We followed the trail above Hidden Falls towards Inspiration Point. We couldn't go all the way because the upper part of the trail was closed for for reconstruction. The Jenny Lake area is one of the highest use areas in Grand Teton National Park and the Park Service has been doing a multiyear project to rebuild the trail system around the lake. This is the last year and the trail to Inspiration Point is one of the last to be finished. We did reach a nice viewpoint over the lake which has now been named Lower Inspiration Point, probably by the shuttle boat company's marketing department.

View of the Cathedral Group from the String Lake outlet

The view from Lower Inspiration Point was pretty. You could see the entire lake and a vast area of mountains to the east of the park in Bridger-Teton National Forest. It's still not nearly as impressive as the view from the east side of the lake looking across to the Tetons.

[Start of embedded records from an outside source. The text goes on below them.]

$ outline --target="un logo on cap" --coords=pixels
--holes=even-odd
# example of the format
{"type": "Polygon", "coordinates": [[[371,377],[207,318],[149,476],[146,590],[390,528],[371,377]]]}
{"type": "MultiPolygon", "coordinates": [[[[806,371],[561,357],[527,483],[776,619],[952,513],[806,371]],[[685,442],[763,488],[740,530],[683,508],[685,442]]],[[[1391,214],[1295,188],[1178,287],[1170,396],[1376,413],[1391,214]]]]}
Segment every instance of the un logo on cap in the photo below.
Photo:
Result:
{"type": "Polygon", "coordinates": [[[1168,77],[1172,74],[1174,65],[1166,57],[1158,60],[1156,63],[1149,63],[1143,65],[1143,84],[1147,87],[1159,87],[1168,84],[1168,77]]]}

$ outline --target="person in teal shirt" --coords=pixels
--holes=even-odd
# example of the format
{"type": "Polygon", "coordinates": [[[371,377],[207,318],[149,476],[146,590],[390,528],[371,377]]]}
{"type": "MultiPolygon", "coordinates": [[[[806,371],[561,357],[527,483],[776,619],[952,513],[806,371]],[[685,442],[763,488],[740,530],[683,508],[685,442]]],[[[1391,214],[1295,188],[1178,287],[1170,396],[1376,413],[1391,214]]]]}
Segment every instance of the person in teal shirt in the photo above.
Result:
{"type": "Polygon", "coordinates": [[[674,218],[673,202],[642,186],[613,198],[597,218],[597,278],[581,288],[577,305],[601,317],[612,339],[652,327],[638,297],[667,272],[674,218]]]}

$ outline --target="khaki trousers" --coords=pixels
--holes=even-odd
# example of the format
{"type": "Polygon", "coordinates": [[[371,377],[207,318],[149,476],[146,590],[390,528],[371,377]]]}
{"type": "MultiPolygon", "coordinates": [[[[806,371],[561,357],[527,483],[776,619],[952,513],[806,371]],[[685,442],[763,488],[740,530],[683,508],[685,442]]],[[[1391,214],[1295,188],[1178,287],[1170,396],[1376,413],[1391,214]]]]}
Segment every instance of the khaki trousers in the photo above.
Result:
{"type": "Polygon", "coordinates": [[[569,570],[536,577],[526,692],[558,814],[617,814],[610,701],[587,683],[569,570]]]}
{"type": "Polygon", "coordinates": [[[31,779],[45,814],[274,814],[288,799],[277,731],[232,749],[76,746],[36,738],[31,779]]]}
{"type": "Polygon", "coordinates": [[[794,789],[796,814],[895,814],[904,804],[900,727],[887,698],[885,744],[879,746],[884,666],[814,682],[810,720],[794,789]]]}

From the viewpoint we hiked back down towards to the lake. Near the boat dock we left most of the people behind again as we turned north to complete the hike around the lake. We hiked through an old burn area for most of the way along the west shore, until we reached the outlet coming from String Lake. It was an impressive stream, at least fifty feet across and filled with snowmelt. Sandy was concerned that there was no bridge in sight and expressed some doubts about my hike planning ability. But the trail turned away from the lake and went upstream for about half a mile where we did in fact find a nice bridge.

Looking back to Cascade Canyon and Inpiration Point

From the bridge we followed the trail along the east side of the lake. It had clouded up as we hiked but now the sun came out again and we had fantastic views of the Tetons across the lake. There weren't a lot of people on the trail but the on this side of the lake, the Jenny Lake Scenic Drive parallels the trail only a short distance away. At the Jenny Lake Overlook, the road and trail come together at a famous viewpoint. Fortunately for us, there weren't many cars on the road so it didn't detract much from our hike.

When we finally got back to our starting point, we stopped to buy cold drinks and munchies at the general store and then enjoyed a snack break. It had been a long time since I had been to Grand Teton National Park and it was good to be back. It had been a great hike on a beautiful morning in an awesome place.